Though quite pleased to hear the USSC is working on a Plan B, I am troubled by the idea that the USSC staff thought it likely the High Court would uphold the guidelines in the face of Blakely. In accord with Judge Cassell in Croxford and Judge Posner in Booker and the Ninth Circuit in Ameline and so many district court opinions, I cannot find a principled, jurisprudentially sound way to avoid the conclusion that Blakely renders at least part of the federal guidelines unconstitutional.

I can, however, appreciate many powerful pragmatic arguments for not applying Blakely to the guidelines because of the havoc likely to result from declaring unconstitutional a long-in-development and long-in-operation federal sentencing scheme. Indeed, I recently received a copy of a brief in which the government colorfully describes the consequences of applying Blakely to the federal guidelines (I have added the picture which merits a click to make larger):

revised_godzilla

To upset that understanding now [that judges can find facts by a preponderance at sentencing] would wreak havoc on the federal criminal justice system. Godzilla rampaging through Tokyo during a level 10 (on the Richter scale) earthquake could not wreak more havoc…. Pandemonium would reign supreme.

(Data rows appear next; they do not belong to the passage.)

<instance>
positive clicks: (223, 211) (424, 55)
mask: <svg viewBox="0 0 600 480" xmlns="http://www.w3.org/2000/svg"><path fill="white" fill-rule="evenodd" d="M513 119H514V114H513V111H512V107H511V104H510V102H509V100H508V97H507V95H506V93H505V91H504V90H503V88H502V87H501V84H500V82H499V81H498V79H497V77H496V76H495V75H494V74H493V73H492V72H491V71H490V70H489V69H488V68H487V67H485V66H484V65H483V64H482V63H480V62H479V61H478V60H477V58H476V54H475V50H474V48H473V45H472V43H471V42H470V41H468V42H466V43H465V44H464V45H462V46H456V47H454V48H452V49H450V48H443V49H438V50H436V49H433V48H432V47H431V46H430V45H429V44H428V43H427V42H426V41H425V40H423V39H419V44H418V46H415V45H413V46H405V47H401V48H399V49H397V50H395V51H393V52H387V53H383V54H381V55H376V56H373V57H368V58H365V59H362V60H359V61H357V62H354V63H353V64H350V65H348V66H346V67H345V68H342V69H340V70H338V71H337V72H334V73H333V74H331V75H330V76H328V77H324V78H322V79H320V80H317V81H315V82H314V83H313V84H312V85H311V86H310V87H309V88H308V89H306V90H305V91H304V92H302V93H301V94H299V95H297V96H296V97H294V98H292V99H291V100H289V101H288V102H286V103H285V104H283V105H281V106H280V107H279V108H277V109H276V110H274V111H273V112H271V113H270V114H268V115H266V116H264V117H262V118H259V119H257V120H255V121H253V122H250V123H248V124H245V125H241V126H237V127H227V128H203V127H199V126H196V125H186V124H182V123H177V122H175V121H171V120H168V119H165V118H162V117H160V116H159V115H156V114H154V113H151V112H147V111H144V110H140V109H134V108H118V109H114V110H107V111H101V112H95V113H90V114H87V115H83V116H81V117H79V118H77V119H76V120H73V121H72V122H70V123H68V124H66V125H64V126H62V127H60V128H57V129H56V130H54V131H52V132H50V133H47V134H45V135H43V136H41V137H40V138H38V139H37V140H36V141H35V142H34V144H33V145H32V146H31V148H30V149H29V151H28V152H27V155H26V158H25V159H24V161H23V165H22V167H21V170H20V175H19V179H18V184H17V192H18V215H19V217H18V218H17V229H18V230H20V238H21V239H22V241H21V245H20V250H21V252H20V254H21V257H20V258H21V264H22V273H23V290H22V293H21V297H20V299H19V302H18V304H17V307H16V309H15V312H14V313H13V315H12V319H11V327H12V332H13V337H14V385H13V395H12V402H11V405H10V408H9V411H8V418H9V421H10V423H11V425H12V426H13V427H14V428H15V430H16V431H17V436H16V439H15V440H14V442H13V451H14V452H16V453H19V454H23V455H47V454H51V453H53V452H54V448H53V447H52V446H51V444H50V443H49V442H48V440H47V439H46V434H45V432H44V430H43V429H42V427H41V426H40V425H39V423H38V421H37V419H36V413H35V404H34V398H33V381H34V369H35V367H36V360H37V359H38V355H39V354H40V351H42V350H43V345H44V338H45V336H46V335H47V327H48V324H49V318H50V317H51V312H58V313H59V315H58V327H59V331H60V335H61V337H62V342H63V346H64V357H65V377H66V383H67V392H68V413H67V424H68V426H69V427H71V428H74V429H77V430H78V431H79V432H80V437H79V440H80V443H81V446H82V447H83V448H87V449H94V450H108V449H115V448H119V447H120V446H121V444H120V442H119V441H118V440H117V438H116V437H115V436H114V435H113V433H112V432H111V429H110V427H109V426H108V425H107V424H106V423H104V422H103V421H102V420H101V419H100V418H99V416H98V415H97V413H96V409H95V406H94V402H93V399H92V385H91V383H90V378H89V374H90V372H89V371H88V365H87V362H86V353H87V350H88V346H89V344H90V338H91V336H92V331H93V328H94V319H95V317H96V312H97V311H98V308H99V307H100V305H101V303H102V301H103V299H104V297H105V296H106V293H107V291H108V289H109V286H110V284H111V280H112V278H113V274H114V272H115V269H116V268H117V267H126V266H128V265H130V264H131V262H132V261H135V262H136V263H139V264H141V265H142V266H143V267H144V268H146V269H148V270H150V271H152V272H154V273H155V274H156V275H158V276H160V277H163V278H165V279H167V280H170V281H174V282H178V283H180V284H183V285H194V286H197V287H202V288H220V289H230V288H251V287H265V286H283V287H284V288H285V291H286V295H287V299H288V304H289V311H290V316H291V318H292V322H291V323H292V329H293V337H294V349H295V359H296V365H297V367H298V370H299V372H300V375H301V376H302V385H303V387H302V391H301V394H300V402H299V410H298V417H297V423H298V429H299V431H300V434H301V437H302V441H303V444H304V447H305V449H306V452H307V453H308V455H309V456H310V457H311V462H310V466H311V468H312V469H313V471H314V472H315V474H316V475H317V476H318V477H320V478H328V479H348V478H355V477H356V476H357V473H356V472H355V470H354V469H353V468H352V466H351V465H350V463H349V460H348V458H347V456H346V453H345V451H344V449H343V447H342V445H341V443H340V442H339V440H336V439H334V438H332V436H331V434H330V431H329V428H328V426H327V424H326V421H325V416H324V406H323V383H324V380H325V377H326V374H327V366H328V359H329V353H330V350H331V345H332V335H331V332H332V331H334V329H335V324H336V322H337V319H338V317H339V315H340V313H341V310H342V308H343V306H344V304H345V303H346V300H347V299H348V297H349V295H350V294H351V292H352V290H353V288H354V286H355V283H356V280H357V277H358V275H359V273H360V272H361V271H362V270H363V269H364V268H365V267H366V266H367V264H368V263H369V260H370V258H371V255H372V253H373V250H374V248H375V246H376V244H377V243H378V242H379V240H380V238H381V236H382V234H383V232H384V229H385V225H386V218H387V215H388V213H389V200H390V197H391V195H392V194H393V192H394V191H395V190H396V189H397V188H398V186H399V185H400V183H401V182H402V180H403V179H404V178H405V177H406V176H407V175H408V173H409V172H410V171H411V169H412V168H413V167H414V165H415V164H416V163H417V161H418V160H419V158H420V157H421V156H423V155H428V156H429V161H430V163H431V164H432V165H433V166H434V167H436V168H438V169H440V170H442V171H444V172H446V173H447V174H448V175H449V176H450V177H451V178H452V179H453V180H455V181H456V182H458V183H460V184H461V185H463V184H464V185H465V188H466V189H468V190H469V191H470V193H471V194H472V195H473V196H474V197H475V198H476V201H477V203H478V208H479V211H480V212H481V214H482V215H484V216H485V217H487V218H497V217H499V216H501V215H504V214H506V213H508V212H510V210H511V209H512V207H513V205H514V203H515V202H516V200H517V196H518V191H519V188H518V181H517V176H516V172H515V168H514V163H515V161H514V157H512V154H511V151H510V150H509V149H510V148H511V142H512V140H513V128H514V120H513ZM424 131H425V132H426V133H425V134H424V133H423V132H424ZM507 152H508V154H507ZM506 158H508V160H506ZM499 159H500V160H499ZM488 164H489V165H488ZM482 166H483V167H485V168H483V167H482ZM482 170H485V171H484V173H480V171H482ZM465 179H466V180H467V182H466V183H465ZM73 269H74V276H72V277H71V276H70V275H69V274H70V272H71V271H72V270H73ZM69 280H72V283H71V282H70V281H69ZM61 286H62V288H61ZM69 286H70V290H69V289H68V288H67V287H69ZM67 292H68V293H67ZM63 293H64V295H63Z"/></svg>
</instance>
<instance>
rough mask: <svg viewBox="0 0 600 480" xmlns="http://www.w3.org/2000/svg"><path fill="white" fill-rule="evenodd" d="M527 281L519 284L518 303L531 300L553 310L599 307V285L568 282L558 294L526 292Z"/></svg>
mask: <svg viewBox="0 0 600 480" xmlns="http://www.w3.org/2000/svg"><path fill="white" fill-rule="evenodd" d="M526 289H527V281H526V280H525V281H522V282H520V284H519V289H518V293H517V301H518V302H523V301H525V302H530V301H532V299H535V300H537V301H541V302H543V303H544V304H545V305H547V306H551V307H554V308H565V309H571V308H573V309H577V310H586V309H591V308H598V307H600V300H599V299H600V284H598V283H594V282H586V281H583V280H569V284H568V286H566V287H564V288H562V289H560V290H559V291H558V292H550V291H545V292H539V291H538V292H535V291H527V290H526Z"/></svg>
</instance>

Staff members at the USSC apparently believe that the Supreme Court, following what is now a majority of circuit courts, will be moved more by pragmatism than principle to uphold the federal guidelines and reign in Godzilla, … I mean Blakely. Though I make no predictions about the likely outcome in the Supreme Court, I do think Booker and Fanfan place the tension between principle and pragmatism in stark relief. Indeed, even the Blakely decision itself highlighted this dynamic: the dissenters really did not have any strong principled arguments against the majority’s holding, but they did present quite powerful (though ultimately unsuccessful) pragmatic arguments.